Is there something like a prime that we can aim for? Consider the numbers 24287 and 24289. It's easy to check that they aren't divisible by any numbers under 100. You might think this is a pair of twin primes, since they differ by 2. In actuality, neither number is prime,
$24287=149\times163$ and
$24289=107\times227$. The first number is 149-rough, and the second is 107-rough. A $k$-rough number has no prime factors under
$k$. Together they are a 107-rough pair since the smallest prime factor of their product is 107.

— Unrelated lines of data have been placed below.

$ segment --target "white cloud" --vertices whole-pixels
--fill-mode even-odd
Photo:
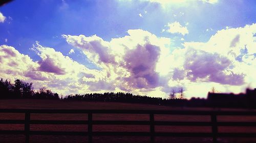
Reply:
[[[210,4],[216,4],[219,1],[219,0],[200,0],[200,1],[203,2],[209,3]]]
[[[206,42],[185,42],[178,48],[170,46],[171,39],[147,31],[127,33],[110,41],[96,35],[62,36],[100,70],[37,42],[32,49],[40,58],[36,62],[1,46],[0,74],[64,94],[120,91],[166,97],[171,88],[183,87],[187,98],[206,97],[212,87],[237,93],[256,87],[256,24],[222,30]]]
[[[6,17],[4,16],[3,14],[0,12],[0,23],[4,22],[6,18]]]
[[[70,50],[69,52],[69,54],[71,54],[72,53],[75,53],[75,51],[73,49],[71,49]]]
[[[180,33],[183,36],[188,34],[188,30],[186,26],[182,26],[179,22],[175,21],[173,23],[168,23],[166,25],[168,29],[166,32],[170,33]]]

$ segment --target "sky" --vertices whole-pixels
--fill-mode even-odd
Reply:
[[[0,77],[64,95],[206,98],[256,88],[256,1],[15,0],[0,7]]]

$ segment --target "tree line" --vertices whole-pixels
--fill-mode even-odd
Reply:
[[[59,96],[57,93],[54,93],[44,87],[35,91],[32,83],[16,79],[12,83],[7,79],[4,81],[1,78],[0,80],[0,99],[59,99],[146,103],[175,106],[256,108],[254,104],[256,102],[256,89],[247,90],[245,94],[234,95],[215,93],[216,90],[213,89],[211,92],[209,92],[206,99],[193,97],[189,100],[184,98],[184,91],[182,87],[178,90],[173,89],[167,99],[122,92],[70,95],[63,98],[62,95]]]
[[[0,80],[0,99],[58,99],[57,93],[54,93],[45,88],[40,88],[35,92],[33,90],[33,83],[16,79],[14,83],[3,78]]]

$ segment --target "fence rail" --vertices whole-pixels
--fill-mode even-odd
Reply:
[[[0,109],[2,113],[23,113],[25,114],[25,120],[0,120],[0,124],[24,124],[24,130],[0,130],[0,134],[23,134],[25,135],[25,142],[29,142],[31,135],[82,135],[88,136],[88,142],[92,142],[92,136],[149,136],[151,142],[155,142],[155,136],[175,137],[212,137],[213,142],[217,142],[217,138],[220,137],[255,137],[256,133],[219,133],[219,126],[256,126],[256,122],[218,122],[217,116],[256,116],[256,112],[251,111],[195,111],[195,110],[84,110],[84,109]],[[32,120],[32,113],[86,113],[88,120]],[[93,114],[138,114],[148,115],[149,121],[103,121],[93,120]],[[177,115],[209,116],[210,122],[170,122],[156,121],[155,115]],[[31,131],[32,124],[57,124],[57,125],[88,125],[87,131]],[[94,125],[148,125],[149,132],[102,132],[93,131]],[[155,126],[193,126],[211,127],[210,133],[189,132],[156,132]]]

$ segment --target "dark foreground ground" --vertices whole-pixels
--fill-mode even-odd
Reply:
[[[209,108],[186,108],[157,106],[143,104],[114,102],[65,101],[47,100],[1,100],[0,108],[30,109],[112,109],[146,110],[246,110],[242,109],[212,109]],[[22,119],[22,113],[1,113],[1,119]],[[255,122],[256,117],[223,116],[219,121]],[[32,114],[31,120],[87,120],[87,114]],[[148,115],[95,114],[93,120],[148,121]],[[156,115],[156,121],[207,122],[210,118],[206,116]],[[24,130],[24,125],[0,124],[1,130]],[[32,125],[31,130],[87,131],[87,125]],[[93,131],[149,131],[147,125],[94,125]],[[211,127],[156,126],[156,132],[210,132]],[[256,132],[254,127],[219,127],[220,132]],[[150,142],[149,137],[137,136],[93,136],[93,142]],[[256,142],[256,137],[250,138],[222,138],[220,142]],[[87,136],[31,135],[30,142],[87,142]],[[24,135],[0,135],[0,142],[24,142]],[[156,137],[156,142],[211,142],[212,138],[204,137]]]

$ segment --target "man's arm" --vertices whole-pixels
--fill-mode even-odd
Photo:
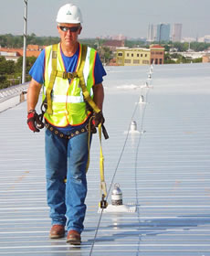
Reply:
[[[27,112],[35,110],[38,101],[41,88],[42,85],[40,83],[34,79],[31,80],[27,90]]]
[[[104,91],[103,91],[102,83],[95,84],[92,87],[92,90],[93,90],[93,101],[97,104],[99,109],[102,111],[103,100],[104,100]]]

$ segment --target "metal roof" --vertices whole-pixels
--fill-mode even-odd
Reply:
[[[0,255],[210,255],[209,69],[209,64],[154,66],[148,79],[148,66],[107,68],[108,201],[119,183],[123,203],[137,211],[98,213],[94,135],[79,247],[48,239],[44,131],[27,129],[26,102],[1,112]],[[128,133],[131,121],[139,133]]]

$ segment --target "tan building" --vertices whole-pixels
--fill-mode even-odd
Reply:
[[[164,48],[159,45],[152,45],[150,47],[151,61],[150,64],[163,64],[164,63]]]
[[[202,59],[203,63],[210,62],[210,53],[204,55]]]
[[[116,63],[119,66],[140,66],[150,64],[150,49],[121,48],[116,50]]]

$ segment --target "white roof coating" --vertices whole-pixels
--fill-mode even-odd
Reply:
[[[95,134],[81,246],[48,238],[44,131],[28,130],[26,102],[0,113],[0,255],[210,255],[210,65],[149,69],[107,67],[108,201],[119,183],[137,211],[98,213]]]

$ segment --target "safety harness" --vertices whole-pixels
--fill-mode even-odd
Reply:
[[[69,79],[73,80],[75,78],[79,79],[79,85],[81,87],[82,94],[84,97],[84,100],[91,107],[91,109],[96,112],[99,113],[100,110],[99,107],[96,105],[96,103],[93,101],[92,98],[90,97],[84,80],[84,75],[83,75],[83,69],[85,65],[85,60],[86,60],[86,55],[87,55],[87,46],[82,45],[81,48],[81,57],[80,57],[80,62],[79,66],[79,69],[77,72],[66,72],[66,71],[58,71],[57,70],[57,57],[58,57],[58,44],[55,44],[52,46],[52,71],[50,74],[50,79],[49,79],[49,84],[47,88],[46,91],[46,99],[43,101],[42,104],[42,116],[44,115],[45,111],[48,114],[52,114],[52,99],[51,99],[51,92],[53,90],[54,82],[56,80],[56,77],[63,78],[64,80]],[[45,106],[45,111],[43,111],[43,106]],[[90,143],[90,133],[91,133],[91,122],[92,118],[90,117],[89,122],[89,127],[88,127],[88,132],[89,132],[89,158],[88,158],[88,164],[87,164],[87,169],[86,172],[88,172],[89,165],[89,143]],[[51,131],[53,131],[53,127],[47,126],[48,123],[47,124],[47,128]],[[51,129],[50,129],[51,128]],[[109,135],[107,133],[107,131],[104,127],[103,124],[100,123],[98,126],[98,131],[99,131],[99,137],[100,137],[100,195],[101,195],[101,201],[100,203],[100,206],[101,208],[105,208],[107,207],[107,201],[106,201],[106,197],[107,197],[107,187],[106,187],[106,182],[104,178],[104,157],[103,157],[103,153],[102,153],[102,144],[101,144],[101,132],[104,134],[105,139],[109,138]],[[69,139],[69,137],[68,137]]]

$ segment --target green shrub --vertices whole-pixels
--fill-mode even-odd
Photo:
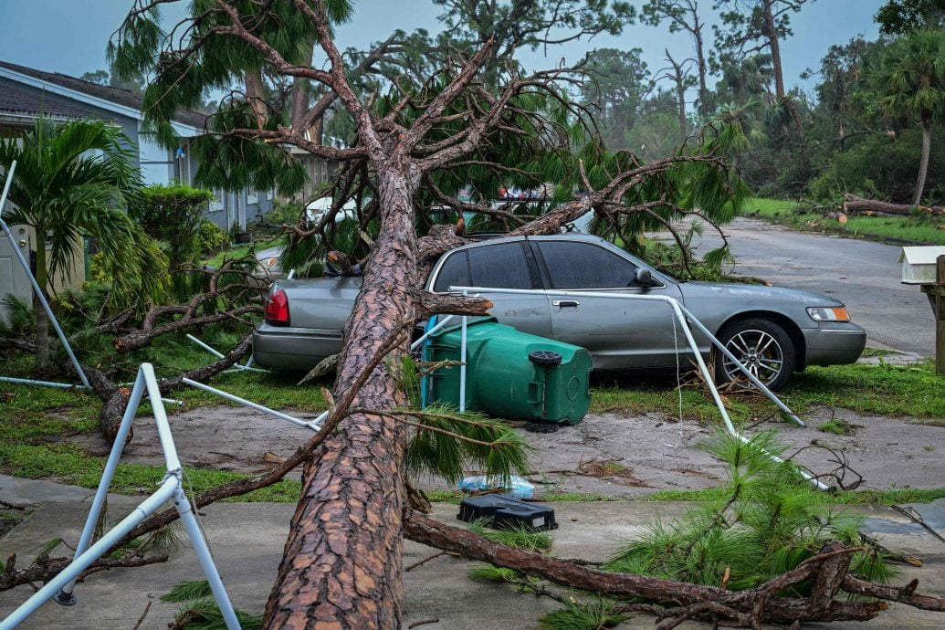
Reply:
[[[197,227],[213,193],[184,184],[155,184],[142,189],[138,222],[151,238],[166,243],[171,270],[198,253]]]
[[[203,219],[197,226],[197,247],[201,254],[217,251],[230,242],[226,231],[209,219]]]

Divide a googolplex into two 100-rough numbers.
Solution:
$(\frac{G}{2} -3, \frac{G}{2} +3)$ are two numbers that add to
$G$ and have a product with smallest prime divisor 149.
We can sieve the numbers around
$G/2$ for the first hundred primes with the following code:
store = Table[0, {5000}];
Do[
p = Prime[k];
z = Mod[5 PowerMod[10, 10^100 - 1, Prime[k]], Prime[k]];
max = Min[{Floor[Abs[(2000 - z)]/p], Floor[Abs[(2000 - (p - z))]/p]}];
(*minus*) Do[
If[store[[z + p n]] == 0, store[[z + p n]] = p ], {n, 0, max}];
(*plus*) Do[
If[store[[(p - z) + p n]] == 0,
store[[(p - z) + p n]] = p ], {n, 0, max}];
,
{k, 1, 100}]
{231, 279, 321, 351, 381, 441, 477, 543, 549, 561, 573, 729, 783, 903} are positions of zeroes remaining in the table.
{677, 20063, 641, 4649, 9967, 5651, 63727, 1811, 557, 4793, 647, 2633, 0, 811} are the first prime divisors for those positions.
$(\frac{G}{2} -783, \frac{G}{2} +783)$ has no known divisors. Checked to 5852719141, so far.
{783, 2211, 2499, 3507, 4689, 6069, 6483, 6819, 7293, 7533, 7983, 8121, 8379, 8529, 8841, 9129} are the positions under 10000 with no known divisors so far.
I'd say a 236887691-rough split of a googolplex is pretty good, but I'll let this run for a few days to see how far I can push it.
UPDATE -- Here's the sieve after an overnight run. It's worth noting that my technique above is basically the Sieve of Eratosthenes. The first 273000000 primes have been checked, up to 5852719141. The list below is the status of hold-outs under 30000 last night. A "0" means the number is still a hold-out.
{{783, 0}, {2211, 1698813629}, {2499, 3624475301}, {3507, 275362319}, {4689, 0}, {6069, 0}, {6483, 0},
{6819, 669581027}, {7293, 0}, {7533, 601336979}, {7983, 0}, {8121, 0}, {8379, 0}, {8529, 0}, {8841, 0},
{9129, 0}, {12291, 0}, {12597, 3981247817}, {13737, 0}, {13857, 398751709}, {14013, 2133021211},
{14133, 0}, {14661, 0}, {15399, 0}, {15837, 0}, {16587, 368517221}, {16689, 1665315719}, {17343, 0},
{17721, 0}, {17811, 0}, {20121, 263680121}, {20313, 0}, {20583, 0}, {20709, 0}, {21141, 0}, {21249, 0},
{21321, 0}, {21729, 0}, {21771, 0}, {22779, 0}, {23013, 0}, {24423, 258700111}, {25707, 0}, {26799, 0},
{27663, 0}, {28641, 0}, {28797, 269471659}}
$(a = \frac{G}{2} -2499, b = \frac{G}{2} +2499), a+b$ = googolplex.
$a b$ has smallest prime factor 3624475301
What are the odds that one of (G/2)±783 is actually prime? By the prime number theorem, a random number near a googolplex has a 1 in (googol log(10)) chance of being prime. But these are sieved random numbers.
$\Phi(x, x^{1/u}) = e^{-\gamma} \frac{x}{log(x^{1/u})}$ -- The Buchstab function for counting rough numbers.
What are the odds that a random 10^(10)-rough number near a googol is prime?
log(10)/ (10^(98)) -- odds random number near googol is prime.
e^γ log(10) / (10^(99)) -- odds random number near googol is 10^(10)-rough.
e^γ/10 ~ 0.178107 -- odds random 10^(10)-rough number near a googol is prime.
Too early in the morning for me to calculate the odds near a googolplex.